Scan for words deserving distinct treatment:

  • Brand/product names — larger size, unique color
  • ALL CAPS — scale boost, flash, accent color
  • Numbers/statistics — bold weight, accent color
  • Emotional keywords — exaggerated animation (overshoot, bounce)
  • Call-to-action — highlight, underline, color pop
  • Marker highlight — for beyond-color emphasis, see css-patterns.md

Script-to-Style Mapping

Tone Font mood Animation Color Size
Hype/launch Heavy condensed, 800-900 Scale-pop, back.out(1.7), 0.1-0.2s Bright on dark 72-96px
Corporate Clean sans, 600-700 Fade+slide, power3.out, 0.3s White/neutral, muted accent 56-72px
Tutorial Mono/clean sans, 500-600 Typewriter/fade, 0.4-0.5s High contrast, minimal 48-64px
Storytelling Serif/elegant, 400-500 Slow fade, power2.out, 0.5-0.6s Warm muted tones 44-56px
Social Rounded sans, 700-800 Bounce, elastic.out, word-by-word Playful, colored pills 56-80px

Word Grouping

  • High energy: 2-3 words. Quick turnover.
  • Conversational: 3-5 words. Natural phrases.
  • Measured/calm: 4-6 words. Longer groups.

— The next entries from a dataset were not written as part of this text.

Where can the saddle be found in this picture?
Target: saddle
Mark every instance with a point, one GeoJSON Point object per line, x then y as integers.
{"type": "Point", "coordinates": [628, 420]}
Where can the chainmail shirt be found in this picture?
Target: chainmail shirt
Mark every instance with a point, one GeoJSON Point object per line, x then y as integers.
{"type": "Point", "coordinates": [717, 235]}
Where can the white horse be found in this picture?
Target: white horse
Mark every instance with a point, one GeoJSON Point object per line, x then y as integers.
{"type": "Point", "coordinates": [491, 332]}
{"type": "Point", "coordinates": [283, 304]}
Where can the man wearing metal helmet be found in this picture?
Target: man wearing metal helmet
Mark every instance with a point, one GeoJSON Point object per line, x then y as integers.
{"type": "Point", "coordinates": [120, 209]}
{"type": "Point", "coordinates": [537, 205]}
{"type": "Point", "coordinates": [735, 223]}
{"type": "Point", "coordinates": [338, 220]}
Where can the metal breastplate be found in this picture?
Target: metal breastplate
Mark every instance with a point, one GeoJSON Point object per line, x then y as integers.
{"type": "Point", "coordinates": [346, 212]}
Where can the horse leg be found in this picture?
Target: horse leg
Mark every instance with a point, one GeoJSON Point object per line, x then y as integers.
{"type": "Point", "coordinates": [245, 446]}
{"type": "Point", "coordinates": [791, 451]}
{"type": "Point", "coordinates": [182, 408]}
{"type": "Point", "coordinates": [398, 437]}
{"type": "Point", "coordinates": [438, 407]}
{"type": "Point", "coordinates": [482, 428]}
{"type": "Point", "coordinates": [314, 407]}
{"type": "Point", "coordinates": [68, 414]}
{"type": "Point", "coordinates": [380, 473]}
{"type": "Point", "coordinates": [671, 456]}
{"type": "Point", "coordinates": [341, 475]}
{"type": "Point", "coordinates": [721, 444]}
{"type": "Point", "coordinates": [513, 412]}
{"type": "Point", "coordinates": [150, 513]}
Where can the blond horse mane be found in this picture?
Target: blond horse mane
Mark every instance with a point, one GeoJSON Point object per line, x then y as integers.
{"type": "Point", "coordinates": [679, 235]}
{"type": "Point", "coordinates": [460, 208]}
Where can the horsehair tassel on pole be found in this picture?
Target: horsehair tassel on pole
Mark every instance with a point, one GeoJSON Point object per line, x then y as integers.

Break on sentence boundaries, 150ms+ pauses, or max word count.

Positioning

  • Landscape (1920x1080): Bottom 80-120px, centered
  • Portrait (1080x1920): Lower middle ~600-700px from bottom, centered
  • Never cover the subject's face
  • position: absolute — never relative
  • One caption group visible at a time

Text Overflow Prevention

Use window.__hyperframes.fitTextFontSize():

var result = window.__hyperframes.fitTextFontSize(group.text.toUpperCase(), {
  fontFamily: "Outfit",
  fontWeight: 900,
  maxWidth: 1600,
});
el.style.fontSize = result.fontSize + "px";

Options: maxWidth (1600 landscape, 900 portrait), baseFontSize (78), minFontSize (42), fontWeight, fontFamily, step (2).

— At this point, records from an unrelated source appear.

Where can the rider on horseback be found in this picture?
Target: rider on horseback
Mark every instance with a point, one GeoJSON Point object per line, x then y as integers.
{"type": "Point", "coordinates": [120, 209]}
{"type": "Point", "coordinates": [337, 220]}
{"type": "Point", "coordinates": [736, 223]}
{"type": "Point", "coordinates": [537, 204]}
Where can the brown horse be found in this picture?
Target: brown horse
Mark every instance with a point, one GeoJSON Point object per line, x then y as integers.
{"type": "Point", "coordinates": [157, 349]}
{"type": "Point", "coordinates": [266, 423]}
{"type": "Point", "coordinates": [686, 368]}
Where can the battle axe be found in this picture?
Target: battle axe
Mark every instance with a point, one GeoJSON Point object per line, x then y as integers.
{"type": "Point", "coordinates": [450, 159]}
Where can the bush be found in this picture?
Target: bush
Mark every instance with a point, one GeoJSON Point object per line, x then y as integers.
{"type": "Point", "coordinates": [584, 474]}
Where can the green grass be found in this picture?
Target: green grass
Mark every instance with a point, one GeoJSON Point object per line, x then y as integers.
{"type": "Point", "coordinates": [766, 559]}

CSS safety nets: max-width on container, overflow: visible (not hidden — hidden clips scaled emphasis words and glow effects), position: absolute, explicit height. When per-word styling uses scale > 1.0, compute maxWidth = safeWidth / maxScale to leave headroom.

Container pattern: Full-width absolute container, centered. Do not use left: 50%; transform: translateX(-50%) — causes clipping at composition edges.

Caption Exit Guarantee

Every group must have a hard kill after exit animation:

tl.to(groupEl, { opacity: 0, scale: 0.95, duration: 0.12, ease: "power2.in" }, group.end - 0.12);
tl.set(groupEl, { opacity: 0, visibility: "hidden" }, group.end); // deterministic kill

Self-lint after building timeline — place before window.__timelines[id] = tl so it runs at composition init:

GROUPS.forEach(function (group, gi) {
  var el = document.getElementById("cg-" + gi);
  if (!el) return;
  tl.seek(group.end + 0.01);
  var computed = window.getComputedStyle(el);
  if (computed.opacity !== "0" && computed.visibility !== "hidden") {
    console.warn(
      "[caption-lint] group " + gi + " still visible at t=" + (group.end + 0.01).toFixed(2) + "s",
    );
  }
});
tl.seek(0);

Further References

Constraints

  • Deterministic. No Math.random(), no Date.now().
  • Sync to transcript timestamps.
  • One group visible at a time.
  • Every group must have a hard tl.set kill at group.end.
  • The compiler embeds supported fonts automatically — just declare font-family in CSS.